Para simplificar las cosas, seguimos la división propuesta por la
Comisión teológica internacional en su documento sobre la apostolicidad
(1973), que describe dos etapas: el «tiempo apostólico», entre los años 30-
65 que está caracterizada por la presencia personal de los grandes apóstoles
Pedro, Pablo, Santiago; y el «periodo postapostólico», a partir del año 66,
que va desde la muerte de los apóstoles hasta que se completaron los
escritos canónicos. Pasamos a describir brevemente cada una de ellas.
1. El periodo apostólico (300-65): Se encuentra recogido y narrado en el
libro de los Hechos de los Apóstoles. A partir de Pentecostés, la Iglesia
naciente vive del Espíritu derramado. En este horizonte hay que situar la
práctica del bautismo y el nuevo estilo de vida de los bautizados. El Nuevo
Testamento lo denomina koinonia, comunidad o comunión: «Se dedicaban
asiduamente a escuchar la enseñanza de los apóstoles, a compartir la vida, a
la fracción del pan y a la oración» (Hch 2,42). Progresivamente la
comunidad primitiva se encontró con un nuevo y decisivo desafío: la
incorporación de gentiles. Esto ocasionó posturas diversas, personificadas
en las figuras de Pablo (negaba la necesidad de prácticas judías,
especialmente en las comidas), Santiago (mantenía la importancia de la
observancia de algunas prácticas del judaísmo, pero sin la circuncisión) y
los judaizantes entre los que se encontró Pedro (mantenían la plena
observancia de la ley mosaica). El concilio de Jerusalén del año 49 parece
que abrió el camino a los gentiles, limitándose a pedirles que se abstuvieran
de algunas prácticas.
2. El periodo postapostólico (último tercio del s.

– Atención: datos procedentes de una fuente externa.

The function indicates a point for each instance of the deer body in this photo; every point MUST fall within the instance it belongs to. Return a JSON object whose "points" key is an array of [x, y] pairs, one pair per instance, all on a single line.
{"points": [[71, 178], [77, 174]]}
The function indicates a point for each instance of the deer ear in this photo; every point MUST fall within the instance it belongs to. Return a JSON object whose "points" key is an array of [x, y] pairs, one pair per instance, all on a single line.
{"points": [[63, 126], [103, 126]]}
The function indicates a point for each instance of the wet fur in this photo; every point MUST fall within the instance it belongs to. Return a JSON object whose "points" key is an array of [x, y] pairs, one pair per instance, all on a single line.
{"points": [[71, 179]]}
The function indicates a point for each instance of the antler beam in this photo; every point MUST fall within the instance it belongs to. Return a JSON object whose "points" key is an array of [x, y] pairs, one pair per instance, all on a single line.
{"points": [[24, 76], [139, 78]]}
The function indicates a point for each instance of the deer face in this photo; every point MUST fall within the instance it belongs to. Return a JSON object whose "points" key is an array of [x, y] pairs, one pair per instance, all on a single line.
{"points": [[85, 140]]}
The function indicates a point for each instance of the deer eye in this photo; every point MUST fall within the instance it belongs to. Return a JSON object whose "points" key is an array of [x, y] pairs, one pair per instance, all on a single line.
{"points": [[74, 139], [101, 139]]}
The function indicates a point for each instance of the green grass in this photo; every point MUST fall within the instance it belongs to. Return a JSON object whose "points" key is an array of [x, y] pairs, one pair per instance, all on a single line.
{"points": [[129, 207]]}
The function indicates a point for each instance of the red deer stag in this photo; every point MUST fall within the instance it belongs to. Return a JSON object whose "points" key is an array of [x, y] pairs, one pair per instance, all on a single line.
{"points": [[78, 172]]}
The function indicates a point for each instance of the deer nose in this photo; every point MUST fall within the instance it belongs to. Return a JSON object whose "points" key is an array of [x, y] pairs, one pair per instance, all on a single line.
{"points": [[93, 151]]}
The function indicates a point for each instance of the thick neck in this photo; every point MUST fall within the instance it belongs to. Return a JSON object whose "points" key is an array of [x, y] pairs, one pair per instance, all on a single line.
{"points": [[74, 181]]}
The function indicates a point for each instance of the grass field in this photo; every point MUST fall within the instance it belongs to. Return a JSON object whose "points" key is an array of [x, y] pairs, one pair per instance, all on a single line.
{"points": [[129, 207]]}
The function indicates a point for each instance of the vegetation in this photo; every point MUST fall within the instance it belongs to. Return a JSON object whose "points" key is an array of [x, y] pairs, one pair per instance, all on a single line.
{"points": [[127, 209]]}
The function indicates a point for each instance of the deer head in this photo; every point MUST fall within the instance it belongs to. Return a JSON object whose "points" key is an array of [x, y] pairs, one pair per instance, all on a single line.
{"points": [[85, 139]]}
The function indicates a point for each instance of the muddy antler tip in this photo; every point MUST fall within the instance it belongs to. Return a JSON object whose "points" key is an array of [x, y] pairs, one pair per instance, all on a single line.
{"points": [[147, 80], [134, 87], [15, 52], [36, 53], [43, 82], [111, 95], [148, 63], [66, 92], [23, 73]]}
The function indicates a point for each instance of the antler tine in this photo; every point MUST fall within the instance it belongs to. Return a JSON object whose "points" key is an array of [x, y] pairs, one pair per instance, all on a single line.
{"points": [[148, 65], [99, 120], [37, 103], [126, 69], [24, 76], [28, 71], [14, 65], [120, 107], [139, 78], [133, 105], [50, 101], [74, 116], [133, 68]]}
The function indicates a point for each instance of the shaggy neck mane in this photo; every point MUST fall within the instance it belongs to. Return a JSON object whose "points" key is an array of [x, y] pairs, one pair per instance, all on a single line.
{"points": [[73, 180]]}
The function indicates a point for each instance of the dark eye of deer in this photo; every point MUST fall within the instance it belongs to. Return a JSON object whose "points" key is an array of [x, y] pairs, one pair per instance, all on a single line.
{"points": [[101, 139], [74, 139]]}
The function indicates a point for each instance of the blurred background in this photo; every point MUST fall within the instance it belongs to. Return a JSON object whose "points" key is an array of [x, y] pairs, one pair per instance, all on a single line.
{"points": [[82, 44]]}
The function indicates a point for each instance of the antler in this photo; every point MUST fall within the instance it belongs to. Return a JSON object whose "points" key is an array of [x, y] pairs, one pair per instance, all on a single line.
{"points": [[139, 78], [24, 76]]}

I hasta la mitad del s.
II): Una vez muertos Pedro, Pablo y Santiago como mártires, se produce
una gran transición. Los escritos comienzan a ponerse y justificarse bajo la
autoridad de los apóstoles y se ve la necesidad de dejar constancia de su
testimonio para que no se olvide. Comienza la preocupación por la
estabilización y la consolidación de las comunidades. A medida que el
cristianismo se extendía, su diversidad fue creciendo. Pronto habrá un
predominio de los gentiles, lo que hace que se deje de considerar esencial
el culto y las fiestas judías. La ruptura con el mundo judío es cada vez más
patente a partir del año 70 con la destrucción del Templo. Los cristianos
comenzaron a ser considerados disidentes que debían ser expulsados de la
sinagoga. El cristianismo comienza a ser entendido como una nueva
religión. De esta situación, surge un proceso de institucionalización que
propicia el establecimiento de la autoridad, especialmente con el objeto de
proteger a la Iglesia y de evitar sus divisiones internas. Así comienza a
emerger la misión de los presbíteros-ancianos y los obispos en cada ciudad.
La necesidad de consolidarse en un lugar y de mantener al mismo tiempo la
relación con la Iglesia universal, hizo que surgiera el ministerio episcopal.
Hacia el año 110 se encuentra ya en Ignacio de Antioquía el testimonio
consolidado del triple grado del ministerio apostólico: el obispo, los
presbíteros y los diáconos, desplegándose definitivamente a finales del s. II.
El peculiar ministerio de los apóstoles es encarnado por los obispos,
garantes de la tradición apostólica y presidentes de la eucaristía local.